Ja. § 113 InsO verkürzt jede arbeits- oder tarifvertragliche Kündigungsfrist, die drei Monate übersteigt, auf drei Monate. Das gilt ausdrücklich auch für tarifvertraglich unkündbare Arbeitnehmer. Ist die individuelle Kündigungsfrist kürzer als drei Monate, bleibt es bei der kürzeren Frist.
Wann haftet der Geschäftsführer persönlich für Abfindungszahlungen?
Nach § 64 GmbHG haftet der Geschäftsführer persönlich und vollumfänglich auf Rückzahlung von Zahlungen, die nach Eintritt der Insolvenzreife aus dem Gesellschaftsvermögen geleistet wurden. Das gilt auch innerhalb der dreiwöchigen Insolvenzantragsfrist. Abfindungen aus Sozialplänen oder Aufhebungsverträgen können in diesem Stadium als verbotene Zahlungen gewertet werden. Verschulden liegt vor, wenn der Geschäftsführer die Insolvenzreife schuldhaft nicht erkennt oder trotz Kenntnis ignoriert.
Kann der Betriebsrat einen Sozialplan erzwingen?
Ja, aber nur unter bestimmten Voraussetzungen. § 112a Abs. 1 BetrVG knüpft die Erzwingbarkeit an betriebsgrößenabhängige Schwellenwerte. In Betrieben mit weniger als 60 Arbeitnehmern muss der Personalabbau mindestens 20 Prozent der Belegschaft, mindestens jedoch 6 Arbeitnehmer, umfassen. In Betrieben ab 500 Arbeitnehmern genügen 10 Prozent, mindestens jedoch 60 Arbeitnehmer. Kommt keine Einigung zustande, entscheidet die Einigungsstelle, deren Spruch die Vereinbarung ersetzt.

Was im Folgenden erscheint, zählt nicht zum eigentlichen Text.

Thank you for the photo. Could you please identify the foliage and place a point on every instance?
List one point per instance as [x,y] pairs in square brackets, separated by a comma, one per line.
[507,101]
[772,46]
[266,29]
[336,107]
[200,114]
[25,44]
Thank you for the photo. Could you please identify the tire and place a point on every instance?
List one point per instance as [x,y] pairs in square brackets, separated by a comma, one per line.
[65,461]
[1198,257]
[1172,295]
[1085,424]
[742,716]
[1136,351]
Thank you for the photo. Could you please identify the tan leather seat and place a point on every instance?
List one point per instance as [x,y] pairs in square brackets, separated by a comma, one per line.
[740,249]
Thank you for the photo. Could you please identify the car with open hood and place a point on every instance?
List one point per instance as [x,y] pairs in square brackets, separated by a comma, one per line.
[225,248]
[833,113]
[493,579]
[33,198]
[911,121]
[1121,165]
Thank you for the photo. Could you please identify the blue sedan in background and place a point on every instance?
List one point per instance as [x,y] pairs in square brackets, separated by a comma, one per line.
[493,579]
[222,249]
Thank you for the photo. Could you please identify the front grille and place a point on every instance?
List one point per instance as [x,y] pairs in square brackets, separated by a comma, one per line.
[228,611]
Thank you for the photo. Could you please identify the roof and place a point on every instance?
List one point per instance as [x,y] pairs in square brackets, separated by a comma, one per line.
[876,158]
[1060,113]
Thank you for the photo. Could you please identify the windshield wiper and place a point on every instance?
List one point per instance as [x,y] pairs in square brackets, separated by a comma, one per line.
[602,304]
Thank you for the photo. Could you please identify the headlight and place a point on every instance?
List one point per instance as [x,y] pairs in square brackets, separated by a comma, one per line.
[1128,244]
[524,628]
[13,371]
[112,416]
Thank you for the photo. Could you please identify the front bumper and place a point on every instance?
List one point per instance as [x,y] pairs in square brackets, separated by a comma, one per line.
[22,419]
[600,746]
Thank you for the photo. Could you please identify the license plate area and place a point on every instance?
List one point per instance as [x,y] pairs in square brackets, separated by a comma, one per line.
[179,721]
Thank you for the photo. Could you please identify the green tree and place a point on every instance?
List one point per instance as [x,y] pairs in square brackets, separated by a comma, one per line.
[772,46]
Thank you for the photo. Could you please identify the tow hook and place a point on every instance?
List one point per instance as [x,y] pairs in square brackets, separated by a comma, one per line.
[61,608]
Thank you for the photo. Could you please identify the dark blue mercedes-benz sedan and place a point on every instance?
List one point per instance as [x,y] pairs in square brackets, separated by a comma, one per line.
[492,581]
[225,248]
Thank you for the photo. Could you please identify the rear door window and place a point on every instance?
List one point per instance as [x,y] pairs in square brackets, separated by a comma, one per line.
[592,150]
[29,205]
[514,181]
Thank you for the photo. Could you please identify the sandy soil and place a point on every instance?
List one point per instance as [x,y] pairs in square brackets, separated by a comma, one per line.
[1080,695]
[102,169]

Was bedeutet grobe Fehlerhaftigkeit bei der Sozialauswahl im Insolvenzfall?
Liegt ein Interessenausgleich mit Namensliste vor, prüfen Arbeitsgerichte die Sozialauswahl nach § 125 InsO nur noch auf grobe Fehlerhaftigkeit. Geprüft werden dabei ausschließlich die Sozialdaten Betriebszugehörigkeit, Lebensalter und Unterhaltspflichten. Das Bundesarbeitsgericht hat mit Urteil vom 26. September 2013 (6 AZR 790/12) klargestellt, dass eine Sozialauswahl, die auf die Erhaltung oder Schaffung einer ausgewogenen Personalstruktur abzielt, nicht als grob fehlerhaft gilt.